In this article, you will learn some tips on how to identify when hot stone massage is contraindicated so that you can advise your client not to undergo the procedure.
- Ask for information from your clients. You should have a standard form that asks for information that can give you an idea of their health condition. The form should let your clients state their skin conditions (especially allergies and existing skin problems), cardiovascular problems (e.g., hypertension), or disorders of the nervous system. If the client has medical conditions, the form should also require the client to state whether she or he is taking medication for those conditions and what those medicines or treatments are.

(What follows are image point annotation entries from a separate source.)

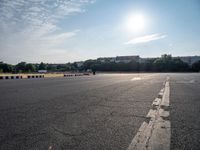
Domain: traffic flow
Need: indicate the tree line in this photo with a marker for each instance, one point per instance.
(163, 64)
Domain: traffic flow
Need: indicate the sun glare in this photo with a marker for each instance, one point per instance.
(135, 22)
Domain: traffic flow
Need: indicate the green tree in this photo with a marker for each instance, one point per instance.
(196, 66)
(30, 68)
(21, 67)
(42, 66)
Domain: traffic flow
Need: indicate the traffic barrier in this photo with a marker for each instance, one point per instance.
(35, 76)
(76, 74)
(68, 75)
(10, 77)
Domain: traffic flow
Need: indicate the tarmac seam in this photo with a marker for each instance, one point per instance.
(155, 134)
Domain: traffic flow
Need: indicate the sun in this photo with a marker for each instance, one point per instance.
(135, 22)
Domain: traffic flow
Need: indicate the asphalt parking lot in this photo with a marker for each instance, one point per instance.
(94, 112)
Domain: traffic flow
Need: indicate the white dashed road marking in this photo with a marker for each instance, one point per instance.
(135, 78)
(155, 132)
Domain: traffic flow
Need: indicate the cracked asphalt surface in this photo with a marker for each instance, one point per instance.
(93, 112)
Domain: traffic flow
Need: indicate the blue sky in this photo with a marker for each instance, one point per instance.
(59, 31)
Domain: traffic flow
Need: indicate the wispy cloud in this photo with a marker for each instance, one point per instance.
(146, 38)
(31, 27)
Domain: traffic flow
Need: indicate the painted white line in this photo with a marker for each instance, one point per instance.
(155, 134)
(135, 78)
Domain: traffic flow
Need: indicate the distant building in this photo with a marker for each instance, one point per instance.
(106, 59)
(80, 63)
(189, 59)
(127, 59)
(42, 71)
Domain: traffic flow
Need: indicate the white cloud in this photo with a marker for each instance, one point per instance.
(30, 28)
(146, 38)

- If your client is pregnant, do not proceed with the hot stone massage. The increase in temperature caused by the hot stones can cause stress on the body of the pregnant person, and consequently, can potentially cause fetal distress.

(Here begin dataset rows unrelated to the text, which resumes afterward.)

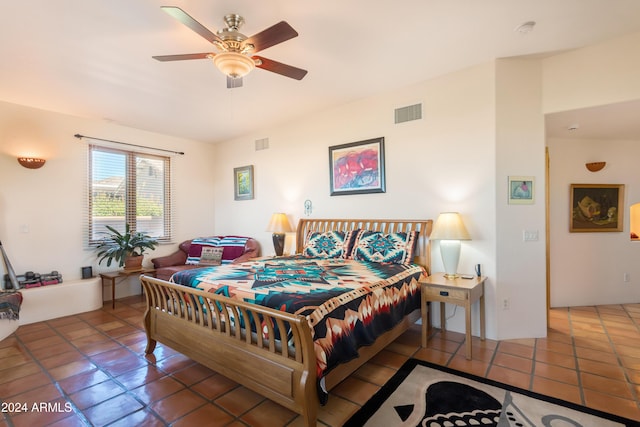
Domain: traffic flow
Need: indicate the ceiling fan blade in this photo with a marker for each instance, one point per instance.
(234, 82)
(273, 35)
(187, 20)
(280, 68)
(182, 57)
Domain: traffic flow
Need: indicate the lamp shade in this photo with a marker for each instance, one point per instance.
(449, 229)
(279, 223)
(449, 226)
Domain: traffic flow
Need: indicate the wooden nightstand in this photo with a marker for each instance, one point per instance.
(122, 274)
(458, 291)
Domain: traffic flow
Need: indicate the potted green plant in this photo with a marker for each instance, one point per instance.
(126, 248)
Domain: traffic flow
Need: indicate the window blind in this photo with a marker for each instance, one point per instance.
(128, 187)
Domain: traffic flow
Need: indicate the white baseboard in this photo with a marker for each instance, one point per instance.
(53, 301)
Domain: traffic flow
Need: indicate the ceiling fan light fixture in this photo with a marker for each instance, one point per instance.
(233, 64)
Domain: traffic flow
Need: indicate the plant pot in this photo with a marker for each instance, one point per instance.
(133, 262)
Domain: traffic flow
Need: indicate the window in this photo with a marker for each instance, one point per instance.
(128, 188)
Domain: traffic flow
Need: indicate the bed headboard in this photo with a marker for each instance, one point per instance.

- Clients with diabetes or varicose veins should not be allowed to have a hot stone massage.
- If your client has numbness in some body areas (loss of sensation) or inflammation in certain areas, you can proceed with the massage but should avoid the numb or inflamed areas.
- For hypertensive clients, you have to be very careful. If the client is taking medication or is undergoing medical treatment for high blood pressure (i.e., if hypertension is under control), you can proceed with the hot stone massage. Otherwise, never allow a client with untreated hypertension to undergo hot stone massage. If the hypertensive client uses pain relievers or muscle relaxants, you can allow hot stone massage, but be extra cautious as the client may have lessened sensation and may have difficulty feeling when the stones get too hot.
- If your client has a contagious skin disease, or has certain dermatological problems such as acne, or has wounds or sores, you can proceed with the hot stone massage, but avoid the areas. You must also wear gloves to protect yourself from contracting the contagious disease.
- Before beginning the massage, talk to your client and ask him/her to discuss other matters that the client may be concerned about. Some clients don't want you to treat certain parts of the body, especially those that are painful or sensitive. While performing the massage, always remind the client to let you know if the stones are making her or him uncomfortable. Closely monitor the skin while massaging and be alert to gestures or nonverbal expressions of discomfort.
As a general tip, most of the conditions that contraindicate regular hand massage are also conditions that contraindicate hot stone massage. It is important that you are familiar with the contraindicating conditions so that you and your patient can have a safe massage session.